Depiction of The reality gap: testing AI from compliance to enforcement

The reality gap: testing AI from compliance to enforcement



Companies and regulators often operate with distinct immediate objectives, e.g. profit maximisation versus consumer protection). Yet, as artificial intelligence (AI) increasingly permeates the economy, both sides face a shared challenge: navigating the opacity of complex algorithms.

For companies, the primary imperative is risk management. A newly deployed algorithm that inadvertently breaches competition law or introduces consumer bias can easily become a catalyst for significant regulatory scrutiny, legal claims, financial damages, and reputational risk. For regulators, the complexity of AI systems presents a challenge for effective oversight, consumer protection, and ensuring proper competition in the market. The emerging common ground for both stakeholders is the use of ‘testing sandboxes’—controlled, simulated environments where complex AI systems can be evaluated safely.

Historically viewed as ex ante tools—such as the AI Regulatory Sandboxes (AIRS) established under the EU’s AI Act, or the testing frameworks emphasised in the US AI Action Plan—sandbox environments are now rapidly becoming vital instruments of ex post enforcement.1, 2 Under regimes spanning conduct regulation, GDPR, equal pay, competition law, and the EU’s Digital Markets Act (DMA), authorities are increasingly requesting access to testing environments to audit algorithms and gather forensic evidence.

Yet, whether a sandbox is built voluntarily by a firm to stress-test internal compliance or mandated externally for an investigation, a fundamental question persists: to what extent can a simulated environment genuinely replicate the complexities of the live market?

The illusion of the perfect mirror

From an economic standpoint, a regulator’s expectation of high fidelity is often reasonable.
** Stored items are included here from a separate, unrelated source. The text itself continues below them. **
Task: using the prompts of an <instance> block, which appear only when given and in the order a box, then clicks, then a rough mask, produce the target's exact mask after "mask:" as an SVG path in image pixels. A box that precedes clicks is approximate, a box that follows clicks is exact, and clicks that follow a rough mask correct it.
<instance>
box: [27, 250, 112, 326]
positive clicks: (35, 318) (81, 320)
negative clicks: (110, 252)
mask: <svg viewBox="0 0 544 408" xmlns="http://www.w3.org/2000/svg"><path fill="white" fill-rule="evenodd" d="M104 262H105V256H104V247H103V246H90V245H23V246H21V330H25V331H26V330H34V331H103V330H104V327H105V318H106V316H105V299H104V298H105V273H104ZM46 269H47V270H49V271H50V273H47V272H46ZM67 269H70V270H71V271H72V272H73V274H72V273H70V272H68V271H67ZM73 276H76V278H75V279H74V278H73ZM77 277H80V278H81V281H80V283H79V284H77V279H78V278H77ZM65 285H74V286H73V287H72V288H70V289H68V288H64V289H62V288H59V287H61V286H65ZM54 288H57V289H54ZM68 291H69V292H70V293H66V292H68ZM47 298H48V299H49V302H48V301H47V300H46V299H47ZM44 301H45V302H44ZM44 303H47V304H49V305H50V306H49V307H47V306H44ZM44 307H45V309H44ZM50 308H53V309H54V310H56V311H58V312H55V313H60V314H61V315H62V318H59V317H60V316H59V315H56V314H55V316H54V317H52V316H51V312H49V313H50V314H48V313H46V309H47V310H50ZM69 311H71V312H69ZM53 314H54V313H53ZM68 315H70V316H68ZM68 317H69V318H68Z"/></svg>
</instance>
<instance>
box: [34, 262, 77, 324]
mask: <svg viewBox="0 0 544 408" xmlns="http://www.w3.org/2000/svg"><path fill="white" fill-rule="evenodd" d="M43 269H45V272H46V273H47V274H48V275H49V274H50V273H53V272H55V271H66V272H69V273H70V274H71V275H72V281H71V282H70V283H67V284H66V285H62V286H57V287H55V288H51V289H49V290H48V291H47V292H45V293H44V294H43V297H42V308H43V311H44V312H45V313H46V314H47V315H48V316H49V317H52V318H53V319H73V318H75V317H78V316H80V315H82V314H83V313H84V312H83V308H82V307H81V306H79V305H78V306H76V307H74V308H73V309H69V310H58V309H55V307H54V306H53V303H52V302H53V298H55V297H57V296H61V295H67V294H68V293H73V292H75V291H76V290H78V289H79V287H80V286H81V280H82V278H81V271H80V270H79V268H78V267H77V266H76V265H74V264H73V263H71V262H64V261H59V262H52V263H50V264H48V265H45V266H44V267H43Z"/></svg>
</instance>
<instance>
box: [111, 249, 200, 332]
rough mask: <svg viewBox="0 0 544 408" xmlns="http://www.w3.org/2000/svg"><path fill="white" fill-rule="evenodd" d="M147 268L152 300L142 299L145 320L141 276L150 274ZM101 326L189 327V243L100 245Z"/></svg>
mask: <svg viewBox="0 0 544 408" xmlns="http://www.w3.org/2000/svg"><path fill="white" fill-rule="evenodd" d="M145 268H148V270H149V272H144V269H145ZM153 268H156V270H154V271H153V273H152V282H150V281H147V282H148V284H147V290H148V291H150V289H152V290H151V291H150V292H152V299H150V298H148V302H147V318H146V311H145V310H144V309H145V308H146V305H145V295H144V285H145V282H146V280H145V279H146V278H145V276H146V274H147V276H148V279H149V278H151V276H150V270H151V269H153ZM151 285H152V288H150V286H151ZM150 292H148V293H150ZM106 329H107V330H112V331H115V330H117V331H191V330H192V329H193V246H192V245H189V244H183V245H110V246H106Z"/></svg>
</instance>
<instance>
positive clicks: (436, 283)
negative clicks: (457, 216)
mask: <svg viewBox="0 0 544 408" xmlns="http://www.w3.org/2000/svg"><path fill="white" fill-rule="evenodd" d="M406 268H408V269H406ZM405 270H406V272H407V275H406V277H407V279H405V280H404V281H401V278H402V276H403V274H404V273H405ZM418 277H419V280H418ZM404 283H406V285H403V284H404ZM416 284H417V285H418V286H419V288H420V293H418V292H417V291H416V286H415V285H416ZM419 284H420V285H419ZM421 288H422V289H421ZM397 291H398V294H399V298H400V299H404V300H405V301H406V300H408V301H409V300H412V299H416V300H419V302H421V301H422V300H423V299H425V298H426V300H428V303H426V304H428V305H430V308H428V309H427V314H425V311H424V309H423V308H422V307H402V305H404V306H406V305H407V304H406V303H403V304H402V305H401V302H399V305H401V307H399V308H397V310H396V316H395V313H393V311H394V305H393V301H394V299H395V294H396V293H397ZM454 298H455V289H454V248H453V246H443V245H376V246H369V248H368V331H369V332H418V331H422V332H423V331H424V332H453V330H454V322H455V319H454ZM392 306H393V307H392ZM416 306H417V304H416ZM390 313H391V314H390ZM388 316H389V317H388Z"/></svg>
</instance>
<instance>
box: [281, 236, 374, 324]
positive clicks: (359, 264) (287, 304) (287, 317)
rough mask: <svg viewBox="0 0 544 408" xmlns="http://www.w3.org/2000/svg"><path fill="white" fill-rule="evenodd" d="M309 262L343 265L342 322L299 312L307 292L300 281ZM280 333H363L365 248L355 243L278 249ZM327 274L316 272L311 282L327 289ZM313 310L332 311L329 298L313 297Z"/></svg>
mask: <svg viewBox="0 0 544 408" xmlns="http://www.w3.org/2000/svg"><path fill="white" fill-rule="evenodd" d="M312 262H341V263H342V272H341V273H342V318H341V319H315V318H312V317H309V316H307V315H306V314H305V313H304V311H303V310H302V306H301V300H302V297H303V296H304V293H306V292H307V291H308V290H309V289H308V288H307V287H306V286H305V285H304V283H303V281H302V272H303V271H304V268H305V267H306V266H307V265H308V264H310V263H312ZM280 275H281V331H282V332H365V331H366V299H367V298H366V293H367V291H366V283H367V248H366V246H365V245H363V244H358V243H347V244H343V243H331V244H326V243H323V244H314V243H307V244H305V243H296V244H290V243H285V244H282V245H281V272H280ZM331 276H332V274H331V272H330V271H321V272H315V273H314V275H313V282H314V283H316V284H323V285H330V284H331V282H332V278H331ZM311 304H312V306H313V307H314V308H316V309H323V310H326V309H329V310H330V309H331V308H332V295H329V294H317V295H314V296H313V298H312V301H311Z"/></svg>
The value of algorithmic testing lies in the behaviour observed in a controlled setting reliably predicting real-world outcomes.3 If a simplified sandbox systematically masks risks, relies on highly aggregated data, or fails to capture the edge-cases of real consumer behaviour, it risks creating a false sense of security for the firm and an incomplete picture for the regulator.4

It is therefore understandable that authorities seek test environments that closely mirror true market conditions. However, from an engineering perspective, achieving a perfect replica presents a significant operational and computing challenge. For example, a modern digital platform is not a standalone software component that can be easily duplicated offline. It is a dynamic ecosystem where multiple ranking algorithms interact continuously with live advertising auctions, dynamic pricing models, and real-time user feedback loops.

Populating an AI sandbox introduces substantial friction. To comply with privacy frameworks such as the GDPR, firms must generate synthetic data that accurately reflects user populations without compromising individual privacy. Creating a high-fidelity sandbox thus represents a major expenditure, making the demand for a perfect clone of a live digital economy a disproportionate and often technically infeasible undertaking.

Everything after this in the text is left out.